Hoover Dam is a concrete arch-gravity dam on the Colorado River between Nevada and Arizona, completed in 1936. Congress authorized it in 1928 to provide flood control, hydroelectric power, and water storage for the arid Southwest, and during the Depression it also became a massive source of federal jobs.

### Was Hoover Dam a New Deal program?

Not originally. It was authorized by the Boulder Canyon Project Act in 1928, before the Depression even started, and construction began in 1931 under President Hoover. FDR's administration continued and celebrated the project, so it's best described as a pre-New Deal project that the New Deal era embraced.

### How is Hoover Dam different from the TVA?
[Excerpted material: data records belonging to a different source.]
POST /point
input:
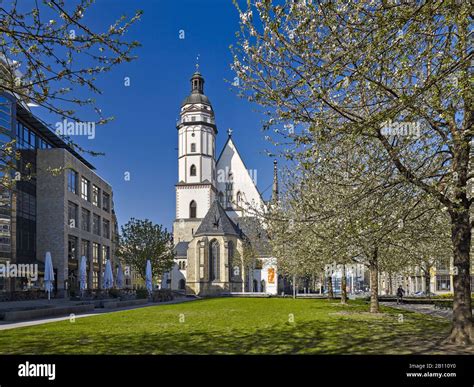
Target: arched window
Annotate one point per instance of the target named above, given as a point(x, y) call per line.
point(192, 209)
point(214, 260)
point(229, 190)
point(230, 252)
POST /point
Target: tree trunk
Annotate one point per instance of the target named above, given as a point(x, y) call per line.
point(294, 286)
point(390, 284)
point(374, 282)
point(462, 330)
point(343, 285)
point(330, 289)
point(427, 281)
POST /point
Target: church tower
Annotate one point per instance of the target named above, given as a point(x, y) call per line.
point(195, 190)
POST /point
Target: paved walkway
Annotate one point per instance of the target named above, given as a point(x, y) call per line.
point(20, 324)
point(422, 308)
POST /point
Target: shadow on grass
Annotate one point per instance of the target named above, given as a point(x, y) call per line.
point(340, 336)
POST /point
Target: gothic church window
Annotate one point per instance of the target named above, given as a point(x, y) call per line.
point(228, 190)
point(192, 209)
point(214, 260)
point(230, 252)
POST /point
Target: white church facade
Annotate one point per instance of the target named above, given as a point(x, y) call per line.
point(216, 198)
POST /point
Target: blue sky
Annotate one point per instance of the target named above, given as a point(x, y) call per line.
point(142, 139)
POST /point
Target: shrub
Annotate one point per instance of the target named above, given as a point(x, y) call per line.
point(162, 295)
point(114, 293)
point(141, 293)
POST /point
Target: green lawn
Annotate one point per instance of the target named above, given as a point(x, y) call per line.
point(236, 326)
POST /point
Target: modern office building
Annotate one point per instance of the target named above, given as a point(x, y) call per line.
point(57, 204)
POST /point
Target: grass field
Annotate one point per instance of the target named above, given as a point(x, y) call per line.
point(237, 326)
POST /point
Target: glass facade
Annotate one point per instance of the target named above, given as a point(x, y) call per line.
point(106, 202)
point(106, 233)
point(6, 136)
point(95, 253)
point(95, 196)
point(72, 248)
point(85, 186)
point(96, 224)
point(72, 180)
point(86, 220)
point(73, 215)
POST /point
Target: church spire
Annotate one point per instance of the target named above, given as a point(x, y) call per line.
point(275, 192)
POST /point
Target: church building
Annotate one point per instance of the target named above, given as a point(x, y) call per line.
point(216, 232)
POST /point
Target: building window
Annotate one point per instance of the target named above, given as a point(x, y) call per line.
point(85, 246)
point(85, 188)
point(182, 284)
point(96, 224)
point(229, 191)
point(72, 181)
point(192, 209)
point(73, 214)
point(214, 260)
point(230, 253)
point(443, 283)
point(95, 253)
point(105, 255)
point(106, 202)
point(26, 205)
point(86, 220)
point(72, 248)
point(95, 280)
point(95, 196)
point(239, 199)
point(443, 264)
point(106, 226)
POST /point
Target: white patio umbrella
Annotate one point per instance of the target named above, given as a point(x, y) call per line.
point(48, 274)
point(119, 282)
point(149, 277)
point(83, 274)
point(108, 275)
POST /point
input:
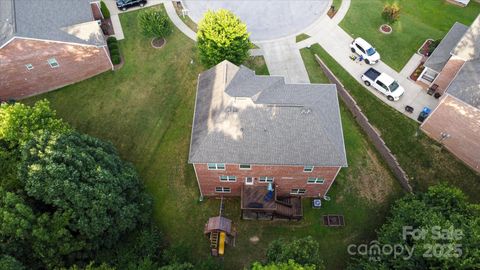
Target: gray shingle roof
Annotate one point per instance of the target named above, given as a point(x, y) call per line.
point(58, 20)
point(442, 53)
point(266, 123)
point(469, 46)
point(466, 85)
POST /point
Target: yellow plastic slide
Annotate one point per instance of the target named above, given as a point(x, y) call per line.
point(221, 244)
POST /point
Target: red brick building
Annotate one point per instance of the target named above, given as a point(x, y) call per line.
point(455, 123)
point(253, 135)
point(45, 45)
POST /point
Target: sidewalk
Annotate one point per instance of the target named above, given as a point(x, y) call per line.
point(283, 58)
point(336, 42)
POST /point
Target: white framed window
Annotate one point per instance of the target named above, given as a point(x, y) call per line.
point(265, 179)
point(228, 178)
point(53, 63)
point(315, 180)
point(298, 191)
point(308, 168)
point(216, 166)
point(222, 190)
point(245, 167)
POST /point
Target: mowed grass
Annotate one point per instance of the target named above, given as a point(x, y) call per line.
point(424, 160)
point(145, 109)
point(419, 20)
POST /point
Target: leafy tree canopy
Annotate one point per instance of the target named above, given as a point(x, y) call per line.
point(10, 263)
point(84, 176)
point(20, 123)
point(440, 227)
point(221, 35)
point(305, 251)
point(154, 23)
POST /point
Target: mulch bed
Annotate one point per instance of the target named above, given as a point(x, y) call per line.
point(157, 43)
point(333, 220)
point(119, 66)
point(332, 11)
point(386, 29)
point(107, 27)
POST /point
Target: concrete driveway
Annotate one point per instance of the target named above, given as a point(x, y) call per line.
point(114, 10)
point(266, 19)
point(336, 42)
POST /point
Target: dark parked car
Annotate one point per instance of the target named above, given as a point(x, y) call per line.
point(125, 4)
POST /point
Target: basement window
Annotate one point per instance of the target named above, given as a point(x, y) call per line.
point(53, 63)
point(216, 166)
point(308, 168)
point(298, 191)
point(315, 180)
point(265, 179)
point(223, 190)
point(245, 167)
point(228, 178)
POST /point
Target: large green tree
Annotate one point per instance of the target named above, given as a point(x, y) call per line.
point(20, 123)
point(438, 229)
point(85, 177)
point(222, 36)
point(289, 265)
point(305, 251)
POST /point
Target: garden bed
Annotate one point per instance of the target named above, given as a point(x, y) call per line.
point(385, 29)
point(416, 73)
point(158, 43)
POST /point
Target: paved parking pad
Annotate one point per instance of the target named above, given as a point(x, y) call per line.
point(266, 19)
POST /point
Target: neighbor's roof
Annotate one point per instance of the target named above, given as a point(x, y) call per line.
point(57, 20)
point(466, 85)
point(244, 118)
point(469, 46)
point(442, 53)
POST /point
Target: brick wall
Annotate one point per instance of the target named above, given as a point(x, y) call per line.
point(76, 62)
point(285, 178)
point(462, 122)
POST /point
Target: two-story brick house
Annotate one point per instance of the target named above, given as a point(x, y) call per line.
point(47, 44)
point(250, 131)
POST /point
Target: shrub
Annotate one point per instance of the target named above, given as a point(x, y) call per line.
point(104, 9)
point(115, 59)
point(113, 46)
point(111, 40)
point(114, 51)
point(154, 23)
point(391, 12)
point(221, 35)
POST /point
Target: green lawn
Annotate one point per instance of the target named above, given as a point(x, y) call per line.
point(145, 109)
point(423, 160)
point(419, 20)
point(301, 37)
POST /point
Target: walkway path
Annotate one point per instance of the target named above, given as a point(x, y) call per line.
point(172, 14)
point(342, 11)
point(117, 27)
point(283, 58)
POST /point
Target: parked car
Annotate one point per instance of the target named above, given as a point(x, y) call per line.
point(365, 50)
point(125, 4)
point(383, 83)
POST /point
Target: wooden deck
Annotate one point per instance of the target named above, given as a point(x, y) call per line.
point(254, 206)
point(253, 198)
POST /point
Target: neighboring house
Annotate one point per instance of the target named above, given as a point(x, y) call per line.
point(455, 123)
point(252, 131)
point(48, 44)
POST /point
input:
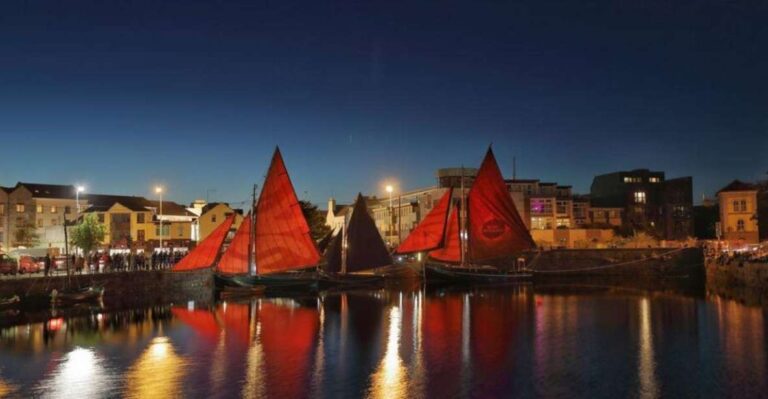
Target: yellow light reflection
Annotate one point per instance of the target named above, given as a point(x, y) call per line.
point(255, 382)
point(390, 380)
point(157, 373)
point(81, 374)
point(646, 367)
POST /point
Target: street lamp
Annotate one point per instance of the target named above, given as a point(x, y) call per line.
point(389, 190)
point(78, 190)
point(159, 192)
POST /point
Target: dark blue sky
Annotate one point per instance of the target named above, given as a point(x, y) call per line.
point(195, 95)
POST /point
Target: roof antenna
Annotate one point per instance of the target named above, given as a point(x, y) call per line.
point(514, 168)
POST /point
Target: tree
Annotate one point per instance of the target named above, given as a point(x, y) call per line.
point(88, 234)
point(26, 234)
point(316, 220)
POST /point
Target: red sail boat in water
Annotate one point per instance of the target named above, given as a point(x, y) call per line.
point(489, 230)
point(357, 250)
point(272, 247)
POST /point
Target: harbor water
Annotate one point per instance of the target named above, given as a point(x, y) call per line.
point(520, 341)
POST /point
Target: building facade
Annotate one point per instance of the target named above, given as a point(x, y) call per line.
point(135, 222)
point(650, 203)
point(213, 215)
point(39, 211)
point(739, 214)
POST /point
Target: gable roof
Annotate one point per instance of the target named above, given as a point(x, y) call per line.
point(48, 190)
point(102, 203)
point(738, 185)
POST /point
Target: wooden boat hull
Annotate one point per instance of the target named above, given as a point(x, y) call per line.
point(88, 294)
point(241, 292)
point(399, 272)
point(327, 280)
point(272, 282)
point(11, 302)
point(441, 273)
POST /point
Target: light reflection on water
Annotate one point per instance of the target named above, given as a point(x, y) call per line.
point(389, 344)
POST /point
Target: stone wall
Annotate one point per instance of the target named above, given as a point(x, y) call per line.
point(651, 263)
point(121, 288)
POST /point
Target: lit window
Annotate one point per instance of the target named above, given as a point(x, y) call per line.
point(639, 197)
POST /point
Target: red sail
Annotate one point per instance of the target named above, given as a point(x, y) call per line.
point(204, 255)
point(235, 259)
point(430, 233)
point(282, 234)
point(495, 228)
point(451, 251)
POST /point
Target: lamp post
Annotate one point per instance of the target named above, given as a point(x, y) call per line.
point(389, 190)
point(159, 192)
point(78, 190)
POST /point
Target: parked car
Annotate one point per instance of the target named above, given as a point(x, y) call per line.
point(28, 264)
point(8, 265)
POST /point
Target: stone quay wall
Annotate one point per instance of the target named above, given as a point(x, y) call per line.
point(738, 274)
point(650, 263)
point(121, 288)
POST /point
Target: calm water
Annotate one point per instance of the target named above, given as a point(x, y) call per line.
point(519, 342)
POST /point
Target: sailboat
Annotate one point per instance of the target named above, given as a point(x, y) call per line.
point(205, 254)
point(357, 251)
point(272, 247)
point(462, 238)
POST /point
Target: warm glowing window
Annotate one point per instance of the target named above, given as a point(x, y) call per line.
point(539, 223)
point(639, 197)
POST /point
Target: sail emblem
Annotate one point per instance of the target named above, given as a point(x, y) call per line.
point(493, 228)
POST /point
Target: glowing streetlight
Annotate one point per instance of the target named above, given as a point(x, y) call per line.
point(78, 190)
point(159, 192)
point(389, 189)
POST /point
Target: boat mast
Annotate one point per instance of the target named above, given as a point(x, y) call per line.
point(252, 240)
point(344, 246)
point(462, 221)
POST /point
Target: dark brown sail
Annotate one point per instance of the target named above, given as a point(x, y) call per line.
point(333, 254)
point(365, 248)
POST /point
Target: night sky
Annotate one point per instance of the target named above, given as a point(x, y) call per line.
point(122, 95)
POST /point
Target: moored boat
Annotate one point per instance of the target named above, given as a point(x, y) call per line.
point(356, 253)
point(461, 238)
point(10, 302)
point(272, 247)
point(72, 296)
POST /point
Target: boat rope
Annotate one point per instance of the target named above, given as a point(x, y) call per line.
point(607, 266)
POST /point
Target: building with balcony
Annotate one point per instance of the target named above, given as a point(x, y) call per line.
point(650, 202)
point(739, 214)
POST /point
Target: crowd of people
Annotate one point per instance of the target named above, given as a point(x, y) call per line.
point(116, 261)
point(723, 257)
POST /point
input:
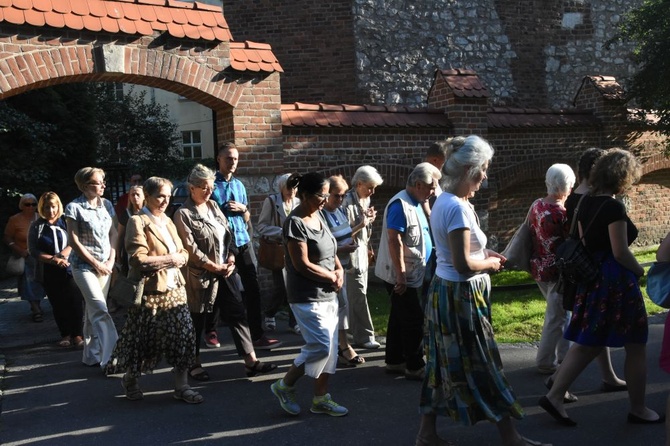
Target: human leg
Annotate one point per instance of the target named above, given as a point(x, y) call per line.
point(360, 321)
point(100, 334)
point(553, 347)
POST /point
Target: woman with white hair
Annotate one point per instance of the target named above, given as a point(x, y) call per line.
point(361, 216)
point(16, 237)
point(273, 214)
point(548, 224)
point(464, 376)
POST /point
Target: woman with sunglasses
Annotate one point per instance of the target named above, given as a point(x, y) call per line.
point(16, 237)
point(93, 239)
point(313, 277)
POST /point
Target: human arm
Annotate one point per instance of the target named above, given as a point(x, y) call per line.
point(620, 250)
point(459, 244)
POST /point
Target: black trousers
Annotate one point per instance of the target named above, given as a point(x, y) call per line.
point(404, 334)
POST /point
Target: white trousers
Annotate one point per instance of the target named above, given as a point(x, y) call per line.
point(553, 346)
point(360, 321)
point(99, 330)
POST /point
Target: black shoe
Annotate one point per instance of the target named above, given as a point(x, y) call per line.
point(568, 398)
point(634, 419)
point(551, 410)
point(607, 387)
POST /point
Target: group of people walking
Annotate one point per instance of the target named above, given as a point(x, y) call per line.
point(433, 259)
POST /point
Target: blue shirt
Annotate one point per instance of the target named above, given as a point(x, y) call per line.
point(395, 219)
point(232, 190)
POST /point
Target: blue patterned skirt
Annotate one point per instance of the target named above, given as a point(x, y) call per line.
point(464, 373)
point(609, 312)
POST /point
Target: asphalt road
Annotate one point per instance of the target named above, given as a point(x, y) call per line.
point(50, 398)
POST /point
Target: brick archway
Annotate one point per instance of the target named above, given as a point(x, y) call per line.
point(185, 48)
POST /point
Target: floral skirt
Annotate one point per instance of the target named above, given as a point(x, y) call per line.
point(609, 312)
point(161, 328)
point(464, 373)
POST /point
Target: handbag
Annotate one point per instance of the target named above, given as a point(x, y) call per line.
point(520, 248)
point(658, 284)
point(127, 292)
point(574, 262)
point(16, 265)
point(270, 252)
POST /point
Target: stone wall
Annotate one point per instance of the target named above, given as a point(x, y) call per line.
point(527, 52)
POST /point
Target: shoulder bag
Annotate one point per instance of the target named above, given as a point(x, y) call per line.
point(270, 252)
point(574, 262)
point(658, 284)
point(520, 248)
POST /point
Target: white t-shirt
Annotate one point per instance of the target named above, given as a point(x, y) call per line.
point(448, 214)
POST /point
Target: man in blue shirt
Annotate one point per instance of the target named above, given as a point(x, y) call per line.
point(231, 196)
point(404, 247)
Hoover Dam was a single project authorized in 1928 on the Colorado River, while the TVA was a New Deal agency created in 1933 that built a whole network of dams to develop the Tennessee Valley. One is a project that predates the New Deal; the other is a New Deal regional planning agency.

### Why is Hoover Dam important for APUSH?

It's tangible evidence for learning objective APUSH 7.9.A and KC-7.1.III, the shift toward a [limited welfare state](/apush/unit-7/context-20th-century-global-conflicts/study-guide/4AKsCOPpRLPL2usRPyD6 "fv-autolink") in the 1930s. Use it in essays as a specific example of the federal government directly employing workers and reshaping the economy during the Great Depression.

### When was Hoover Dam finished and who built it?

It was completed in 1936 after construction began in 1931. Thousands of workers, many drawn by Depression-era unemployment, built it under federal contracts, and the government built Boulder City to house them.